Ils étaient passés maîtres dans le travail de l’ivoire, de l’os de l’ébène. Entre autres, il ne faut pas manquer de voir le fameux peigne tout en ivoire qui date du IVe siècle.

Il représente la résurrection de Lazare et la guérison de l’aveugle.

Les portraits sont universellement célèbres. Les personnages ont tous les yeux largement ouverts, les prunelles rondes placées tout près du nez, et ce nez qui se termine toujours de la même manière. Ce qui est frappant, c’est qu’ils donnent une impression de paix intérieure.

De la même époque, provient également du monastère de Saint-Jérémie, à Saqarrah, un majestueux ambon, dit « Chaire de Jérémie », Ve siècle.

La fresque de Baouit du monastère d’Apa Apollon, où figure le Christ en majesté, la Sainte Vierge au milieu des Apôtres, entourée par les Archanges.

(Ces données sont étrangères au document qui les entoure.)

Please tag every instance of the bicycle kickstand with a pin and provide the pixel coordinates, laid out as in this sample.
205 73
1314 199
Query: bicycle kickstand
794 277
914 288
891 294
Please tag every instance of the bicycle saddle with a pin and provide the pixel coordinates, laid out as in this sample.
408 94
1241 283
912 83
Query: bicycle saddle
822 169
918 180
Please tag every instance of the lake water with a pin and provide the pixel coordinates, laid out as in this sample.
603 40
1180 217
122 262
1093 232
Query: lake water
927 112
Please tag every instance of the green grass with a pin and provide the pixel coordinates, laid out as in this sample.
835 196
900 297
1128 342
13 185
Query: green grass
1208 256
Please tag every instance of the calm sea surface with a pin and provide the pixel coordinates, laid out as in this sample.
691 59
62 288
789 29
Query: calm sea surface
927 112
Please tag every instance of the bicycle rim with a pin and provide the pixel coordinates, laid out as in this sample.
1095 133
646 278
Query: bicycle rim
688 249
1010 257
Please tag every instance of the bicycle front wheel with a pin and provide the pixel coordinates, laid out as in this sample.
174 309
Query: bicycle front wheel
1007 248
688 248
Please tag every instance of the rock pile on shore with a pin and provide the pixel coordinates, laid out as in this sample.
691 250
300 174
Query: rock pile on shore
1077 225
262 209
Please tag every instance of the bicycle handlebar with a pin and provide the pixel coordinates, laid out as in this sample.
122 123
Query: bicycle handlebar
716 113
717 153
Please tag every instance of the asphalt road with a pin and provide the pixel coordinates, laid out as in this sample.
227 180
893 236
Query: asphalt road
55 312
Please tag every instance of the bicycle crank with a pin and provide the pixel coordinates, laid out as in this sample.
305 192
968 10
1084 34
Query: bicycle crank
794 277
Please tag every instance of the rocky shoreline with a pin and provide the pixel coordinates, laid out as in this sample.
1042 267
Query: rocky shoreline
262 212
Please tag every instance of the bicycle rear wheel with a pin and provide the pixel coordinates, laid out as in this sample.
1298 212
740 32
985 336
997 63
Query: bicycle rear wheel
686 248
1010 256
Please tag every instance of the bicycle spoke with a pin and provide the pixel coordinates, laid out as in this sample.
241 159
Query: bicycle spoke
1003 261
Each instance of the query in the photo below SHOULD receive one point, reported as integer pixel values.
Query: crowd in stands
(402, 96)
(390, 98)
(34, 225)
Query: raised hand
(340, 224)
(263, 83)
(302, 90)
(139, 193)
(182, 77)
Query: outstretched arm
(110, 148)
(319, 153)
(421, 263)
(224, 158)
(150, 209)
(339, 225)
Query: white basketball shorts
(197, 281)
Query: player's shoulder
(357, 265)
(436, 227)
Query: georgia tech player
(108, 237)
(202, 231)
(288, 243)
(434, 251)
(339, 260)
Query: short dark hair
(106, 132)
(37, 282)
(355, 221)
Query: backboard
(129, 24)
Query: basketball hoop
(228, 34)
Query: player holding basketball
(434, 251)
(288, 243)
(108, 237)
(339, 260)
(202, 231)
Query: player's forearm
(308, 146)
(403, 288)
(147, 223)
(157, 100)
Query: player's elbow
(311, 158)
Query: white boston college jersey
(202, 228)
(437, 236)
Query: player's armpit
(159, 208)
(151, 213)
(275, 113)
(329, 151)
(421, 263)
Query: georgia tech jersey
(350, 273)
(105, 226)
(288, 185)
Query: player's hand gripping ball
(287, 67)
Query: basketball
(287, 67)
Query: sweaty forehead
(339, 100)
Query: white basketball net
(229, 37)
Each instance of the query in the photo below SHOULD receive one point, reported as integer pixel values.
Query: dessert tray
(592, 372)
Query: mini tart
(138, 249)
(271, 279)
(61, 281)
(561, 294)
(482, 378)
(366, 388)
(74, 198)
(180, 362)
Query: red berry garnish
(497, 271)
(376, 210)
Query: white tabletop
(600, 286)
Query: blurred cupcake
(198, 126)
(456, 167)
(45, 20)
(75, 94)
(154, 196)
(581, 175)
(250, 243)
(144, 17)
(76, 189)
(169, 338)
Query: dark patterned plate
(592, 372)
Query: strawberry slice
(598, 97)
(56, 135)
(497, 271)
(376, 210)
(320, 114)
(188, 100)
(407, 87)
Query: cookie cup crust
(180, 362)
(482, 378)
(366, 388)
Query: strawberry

Les exemples de boiseries confirment la maîtrise particulière des coptes dans le travail de ce matériau chaud et vibrant. Des portes et des clôtures d’iconostase, des panneaux où se lisent divers épisodes de la vie du Christ, des objets liturgiques, autel, croix et lutrins.

Les coptes ont créé un art original du tissage. Les motifs qui ornent les tissus ne sont plus brodés, mais tissés dans la trame de l’étoffe, dans les couleurs pourpre, noir, vert vif ou violet. Ils traitent des sujets bibliques, chrétiens et profanes.

Les tissus les mieux conservés proviennent d’Antinoe et d’Akhmim et sont datés du Ve siècle. Ils sont en lin, ce sont des fragments d’une écharpe, d’une tunique, d’un rideau. Les personnages sont disposés de telle façon que leurs mouvements sont parfaitement rendus. C’est ainsi qu’on ne se lasse pas de regarder le flûtiste, les danseuses, le lièvre, le centaure, saint Jonas et la baleine, etc.

Les tissus constituent une riche moisson qui met en lumière la diversité des techniques et des matières. Ils traitent des sujets bibliques et chrétiens et également des scènes de la vie quotidienne.